While eumelanin has received considerable attention, pyomelanin, which is synthesized through l-tyrosine aminotransferase- and hydroxyphenylpyruvate dioxygenase (hppd)-dependent multi-reactions, has not been characterized [13,14,15,16]. Recently, our group established a heterologous production of pyomelanin biopolymer using 4-hydroxyphenylpyruvate dioxygenase isolated from Ralstonia pickettii in Escherichia coli, which had interesting characteristics of antioxidant capacity and unique particle morphology [14].

In this study, pyomelanin was simultaneously produced in a PHB-producing E. coli strain. The cells co-expressed hppd and phaBC-encoding genes for the biosynthesis of pyomelanin and PHB, respectively. The PHB formed a composite with pyomelanin to generate a black-colored pyoPHB (pyomelanin + PHB), which is estimated to possess both physical properties of PHB and pyomelanin with increased thermostability. To verify this, thermal stability was determined using differential scanning calorimetry (DSC) analysis. The electrical conductivity was measured to verify the applicability of the films as electrical materials. Finally, the visible characteristics of the pyoPHB film surfaces were investigated through an SEM image analysis. The findings represent a development in the chemical and physical properties of PHB biodegradable polymers and advance their commercial viability.

2 Materials and methods

2.1 Chemicals and reagents

The Ralstonia pickettii strain was isolated from soil and it was verified to produce pyomelanin previously [14]. l-Tyrosine, dimethylsulfoxide (DMSO), 2, 2′-azino-bis(3-ethylbenzothiazoline-6-sulfonic acid) (ABTS), and M9 minimal salt 5 × were purchased from Sigma-Aldrich Korea (Suwon, Gyeonggi-do, South Korea). Luria–Bertani (LB) and nutrient broth (NB) were purchased from Difco (Difco Korea, Seoul).

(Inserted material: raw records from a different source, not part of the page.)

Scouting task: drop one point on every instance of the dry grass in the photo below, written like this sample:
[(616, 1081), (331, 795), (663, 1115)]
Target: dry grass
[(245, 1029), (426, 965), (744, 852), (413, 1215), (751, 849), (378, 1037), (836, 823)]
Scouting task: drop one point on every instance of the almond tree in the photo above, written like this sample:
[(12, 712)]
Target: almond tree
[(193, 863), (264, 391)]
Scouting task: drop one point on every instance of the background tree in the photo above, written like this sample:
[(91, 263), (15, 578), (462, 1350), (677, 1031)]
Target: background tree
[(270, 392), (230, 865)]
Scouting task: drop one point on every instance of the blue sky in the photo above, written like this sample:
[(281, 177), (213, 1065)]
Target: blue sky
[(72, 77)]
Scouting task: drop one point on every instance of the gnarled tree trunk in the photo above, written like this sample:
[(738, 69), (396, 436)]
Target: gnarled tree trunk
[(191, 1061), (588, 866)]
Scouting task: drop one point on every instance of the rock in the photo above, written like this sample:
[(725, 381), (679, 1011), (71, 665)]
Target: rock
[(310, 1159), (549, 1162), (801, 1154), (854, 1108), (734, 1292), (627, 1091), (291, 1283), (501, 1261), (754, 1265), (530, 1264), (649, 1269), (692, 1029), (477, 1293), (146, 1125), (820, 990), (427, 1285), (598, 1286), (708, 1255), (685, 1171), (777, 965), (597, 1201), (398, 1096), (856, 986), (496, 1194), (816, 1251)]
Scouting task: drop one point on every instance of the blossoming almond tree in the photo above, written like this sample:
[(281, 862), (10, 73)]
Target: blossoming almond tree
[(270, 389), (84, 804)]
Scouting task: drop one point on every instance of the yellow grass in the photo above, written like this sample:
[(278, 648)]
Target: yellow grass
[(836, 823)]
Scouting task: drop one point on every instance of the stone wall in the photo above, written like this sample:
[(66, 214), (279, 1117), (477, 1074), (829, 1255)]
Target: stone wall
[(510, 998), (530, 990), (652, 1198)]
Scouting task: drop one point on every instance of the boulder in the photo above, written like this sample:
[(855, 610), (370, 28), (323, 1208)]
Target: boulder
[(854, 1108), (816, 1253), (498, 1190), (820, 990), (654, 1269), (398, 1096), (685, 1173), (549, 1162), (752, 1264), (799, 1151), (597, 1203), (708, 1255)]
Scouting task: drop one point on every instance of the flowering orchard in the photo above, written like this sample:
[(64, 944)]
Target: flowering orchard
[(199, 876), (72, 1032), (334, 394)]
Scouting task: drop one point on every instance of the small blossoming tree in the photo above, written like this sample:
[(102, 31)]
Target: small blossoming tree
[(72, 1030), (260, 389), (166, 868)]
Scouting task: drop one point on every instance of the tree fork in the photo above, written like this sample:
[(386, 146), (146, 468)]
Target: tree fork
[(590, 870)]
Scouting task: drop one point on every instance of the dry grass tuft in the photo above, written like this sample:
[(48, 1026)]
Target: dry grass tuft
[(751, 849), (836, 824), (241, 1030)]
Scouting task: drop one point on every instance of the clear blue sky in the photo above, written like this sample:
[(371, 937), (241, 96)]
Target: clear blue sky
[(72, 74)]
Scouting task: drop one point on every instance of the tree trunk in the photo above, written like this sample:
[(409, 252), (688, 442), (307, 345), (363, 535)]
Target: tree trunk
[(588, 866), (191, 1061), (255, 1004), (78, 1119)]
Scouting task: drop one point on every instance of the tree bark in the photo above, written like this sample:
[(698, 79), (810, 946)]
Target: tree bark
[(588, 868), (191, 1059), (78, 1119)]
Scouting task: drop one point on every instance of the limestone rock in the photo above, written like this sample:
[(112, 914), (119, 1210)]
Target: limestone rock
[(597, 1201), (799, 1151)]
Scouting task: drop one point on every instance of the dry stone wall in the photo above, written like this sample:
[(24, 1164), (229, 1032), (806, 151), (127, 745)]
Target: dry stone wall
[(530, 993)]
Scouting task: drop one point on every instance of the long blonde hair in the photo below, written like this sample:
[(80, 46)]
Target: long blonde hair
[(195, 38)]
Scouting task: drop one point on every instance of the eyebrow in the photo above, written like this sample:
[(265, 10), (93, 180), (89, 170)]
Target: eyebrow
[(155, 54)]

2.2 Bacterial strains and culture condition

The PHB-producing strains and plasmids used in this study were obtained from a previous study [12]. Briefly, E. coli KSYH(DE3) harboring pLW487::bktB::phaB::phaC plasmid was used as host strains for PHB production. Pyomelanin synthetic gene of hppd derived from Ralstonia pickettii was cloned into the pET-28a( +) vector and expressed in E. coli (BL21). The hppd-expressing E. coli cells were incubated in M9 minimal medium supplemented with 2 mM l-tyrosine [14]. The cells were incubated at 37 °C until OD600 reached 0.8, and then IPTG (0.25 mM) was added for induction. The cells were further incubated at 30 °C to produce pyomelanin. Pyomelanin pigment production was observed and quantified hourly. For the production of PHB, the cells were similarly incubated in M9 minimal medium supplemented with 2% glucose at 37 °C until OD600 reached 0.8, and then IPTG (0.25 mM) was added for induction. After then, the cells were further incubated at 30 °C to produce PHB. For co-production of pyomelanin and PHB, the same cell culture with both l-tyrosine and glucose and induction method were applied.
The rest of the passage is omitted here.